Bild: Nur eins ist klar: Giorgio Napolitano muss gehen.
ROM taz | In einer Phase höchster politischer Unsicherheit hat Italiens
Parlament den paradoxen Auftrag, den wohl einzig sicheren politischen Job
auf nationaler Ebene zu vergeben: das Amt des Staatspräsidenten. Am
Donnerstag treten Abgeordnete, Senatoren und 58 Vertreter der Regionen
zusammen; den 1.007 Wahlmännern und -frauen obliegt es, den Nachfolger des
scheidenden Giorgio Napolitano zu bestimmen.
Sieben Jahre amtiert in Italien der Präsident, dem die Verfassung ähnliche
Machtbefugnisse zuweist wie dem deutschen Bundespräsidenten. In Zeiten
politischer Unüberschaubarkeit ohne klare Mehrheiten im Parlament aber
wächst der „Presidente della Repubblica“ weit über die Rolle eines oberst…
Zeremonienmeisters hinaus: Er erteilt den Auftrag zur Regierungsbildung,
und er entscheidet über die Auflösung des Parlaments samt Neuwahlen.

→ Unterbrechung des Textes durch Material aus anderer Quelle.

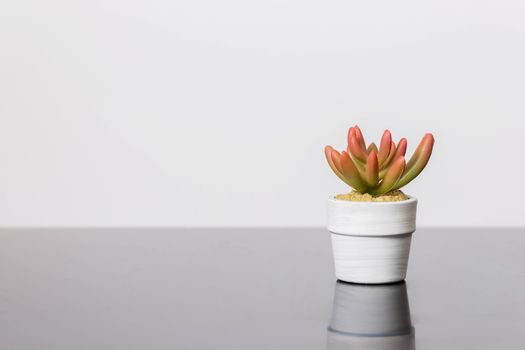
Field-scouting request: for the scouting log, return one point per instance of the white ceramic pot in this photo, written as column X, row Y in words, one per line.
column 371, row 240
column 371, row 317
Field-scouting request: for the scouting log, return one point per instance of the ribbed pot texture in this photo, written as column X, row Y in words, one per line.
column 371, row 240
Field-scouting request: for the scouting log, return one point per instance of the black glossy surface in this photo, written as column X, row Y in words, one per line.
column 254, row 289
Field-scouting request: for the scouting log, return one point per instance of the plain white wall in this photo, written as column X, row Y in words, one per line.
column 205, row 113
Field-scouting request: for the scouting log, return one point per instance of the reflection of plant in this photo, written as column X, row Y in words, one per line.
column 373, row 171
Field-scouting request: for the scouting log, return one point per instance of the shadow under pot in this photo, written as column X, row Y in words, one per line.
column 371, row 240
column 371, row 317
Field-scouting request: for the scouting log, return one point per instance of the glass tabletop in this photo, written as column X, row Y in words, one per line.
column 254, row 289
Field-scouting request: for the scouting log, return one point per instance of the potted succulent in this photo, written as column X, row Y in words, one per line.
column 371, row 227
column 371, row 317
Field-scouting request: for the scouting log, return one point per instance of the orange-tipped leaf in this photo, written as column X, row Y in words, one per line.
column 351, row 173
column 418, row 161
column 372, row 147
column 392, row 176
column 372, row 169
column 384, row 147
column 354, row 147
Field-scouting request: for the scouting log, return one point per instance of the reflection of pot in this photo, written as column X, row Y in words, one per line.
column 371, row 317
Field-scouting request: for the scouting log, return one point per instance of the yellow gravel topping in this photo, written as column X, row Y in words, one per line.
column 394, row 196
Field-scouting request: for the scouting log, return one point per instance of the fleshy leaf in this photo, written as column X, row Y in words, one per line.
column 384, row 147
column 351, row 173
column 372, row 147
column 418, row 161
column 354, row 147
column 360, row 138
column 372, row 169
column 391, row 177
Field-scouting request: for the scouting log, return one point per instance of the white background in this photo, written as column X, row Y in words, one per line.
column 203, row 113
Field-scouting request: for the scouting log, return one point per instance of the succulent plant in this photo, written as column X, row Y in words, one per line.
column 378, row 171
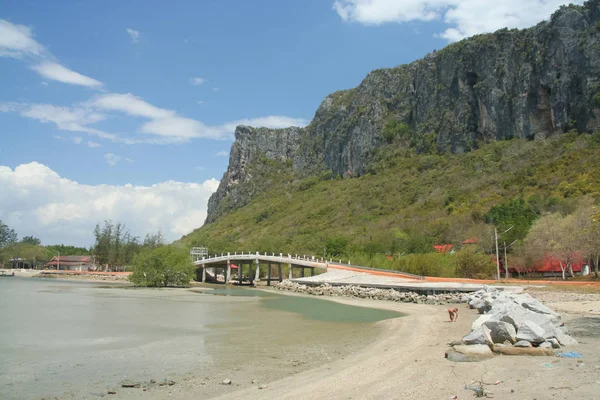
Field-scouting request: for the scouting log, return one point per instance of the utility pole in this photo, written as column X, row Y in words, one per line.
column 497, row 254
column 505, row 263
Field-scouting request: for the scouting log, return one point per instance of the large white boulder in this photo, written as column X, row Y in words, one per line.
column 480, row 321
column 501, row 331
column 531, row 332
column 479, row 336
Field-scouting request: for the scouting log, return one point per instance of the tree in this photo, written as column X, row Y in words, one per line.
column 556, row 238
column 587, row 229
column 31, row 240
column 473, row 264
column 7, row 235
column 161, row 267
column 154, row 240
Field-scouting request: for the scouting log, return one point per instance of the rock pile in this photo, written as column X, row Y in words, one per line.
column 511, row 321
column 372, row 293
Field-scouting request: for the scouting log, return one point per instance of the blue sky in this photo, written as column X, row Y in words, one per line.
column 119, row 97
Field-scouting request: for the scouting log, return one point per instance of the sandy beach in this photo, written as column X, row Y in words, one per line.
column 407, row 361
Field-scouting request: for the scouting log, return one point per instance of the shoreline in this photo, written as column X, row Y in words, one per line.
column 406, row 360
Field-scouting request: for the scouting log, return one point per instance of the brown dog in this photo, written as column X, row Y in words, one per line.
column 453, row 313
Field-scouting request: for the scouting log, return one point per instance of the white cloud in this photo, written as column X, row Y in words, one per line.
column 112, row 159
column 466, row 17
column 17, row 41
column 133, row 35
column 57, row 72
column 197, row 81
column 68, row 211
column 164, row 126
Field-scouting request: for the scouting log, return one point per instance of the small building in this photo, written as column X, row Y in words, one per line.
column 550, row 267
column 71, row 263
column 471, row 240
column 442, row 248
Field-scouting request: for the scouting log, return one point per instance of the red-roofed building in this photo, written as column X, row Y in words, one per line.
column 551, row 267
column 471, row 240
column 71, row 263
column 442, row 248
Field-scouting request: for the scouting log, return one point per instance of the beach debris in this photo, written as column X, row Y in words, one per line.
column 479, row 336
column 130, row 384
column 469, row 353
column 523, row 343
column 570, row 354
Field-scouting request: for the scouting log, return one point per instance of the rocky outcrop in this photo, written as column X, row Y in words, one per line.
column 510, row 84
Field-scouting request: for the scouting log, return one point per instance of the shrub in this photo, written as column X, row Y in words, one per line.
column 473, row 264
column 161, row 267
column 596, row 99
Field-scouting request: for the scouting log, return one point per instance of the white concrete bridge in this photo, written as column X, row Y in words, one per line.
column 254, row 261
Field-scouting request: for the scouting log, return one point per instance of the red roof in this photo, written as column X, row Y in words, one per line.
column 471, row 240
column 442, row 248
column 552, row 265
column 69, row 261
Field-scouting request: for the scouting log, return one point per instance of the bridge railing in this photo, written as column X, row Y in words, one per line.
column 304, row 258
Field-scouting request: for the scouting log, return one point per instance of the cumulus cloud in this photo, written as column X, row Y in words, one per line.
column 133, row 35
column 465, row 17
column 112, row 159
column 57, row 72
column 68, row 211
column 197, row 81
column 17, row 41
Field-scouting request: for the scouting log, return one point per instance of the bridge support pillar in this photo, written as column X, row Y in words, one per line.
column 257, row 276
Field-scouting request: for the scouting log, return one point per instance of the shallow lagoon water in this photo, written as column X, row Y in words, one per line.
column 76, row 339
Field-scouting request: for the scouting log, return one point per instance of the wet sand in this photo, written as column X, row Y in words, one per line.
column 407, row 362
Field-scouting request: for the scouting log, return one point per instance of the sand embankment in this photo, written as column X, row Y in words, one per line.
column 408, row 362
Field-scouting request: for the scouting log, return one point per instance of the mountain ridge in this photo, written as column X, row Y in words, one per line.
column 511, row 84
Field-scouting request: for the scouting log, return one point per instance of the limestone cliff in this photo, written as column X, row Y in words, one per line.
column 510, row 84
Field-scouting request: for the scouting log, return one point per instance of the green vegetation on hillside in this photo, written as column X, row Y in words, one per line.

Schon Giorgio Napolitano war dank dieser Befugnisse in den letzten zwei
Jahren zum herausragenden Regisseur der italienischen Politik in der
Eurokrise geworden. Napolitano entschied nach dem Scheitern der Regierung
Berlusconi im November 2011 gegen sofortige Neuwahlen – sie hätten einen
sicheren Sieg der Linken gebracht – und setzte dagegen bei den
widerwilligen Parteien der Linken wie der Rechten die Technikerregierung
Monti durch.
Zentral wird die Rolle des Präsidenten erst recht gegenüber dem aus den
Wahlen vom 24. und 25. Februar hervorgegangenen Parlament. Zwar verfügt die
Allianz um die gemäßigt linke Partito Democratico (PD) im Abgeordnetenhaus
über die absolute Mehrheit, doch im Senat herrscht ein völliges Patt
zwischen den nunmehr drei politischen Blöcken: der Linken, der mit knapp 30
Prozent fast gleich starken Berlusconi-Rechten und der Protestbewegung
„Movimento5Stelle“ unter Beppe Grillo, die gut 25 Prozent erzielte.
## Die große Verweigerung
Mit knapp 500 Stimmen stellt die Linke den größten Block in der
Wahlversammlung; ihr fehlen nur ein paar Stimmen zur absoluten Mehrheit,
die vom vierten Wahlgang an reichen würde, um den Präsidenten zu küren.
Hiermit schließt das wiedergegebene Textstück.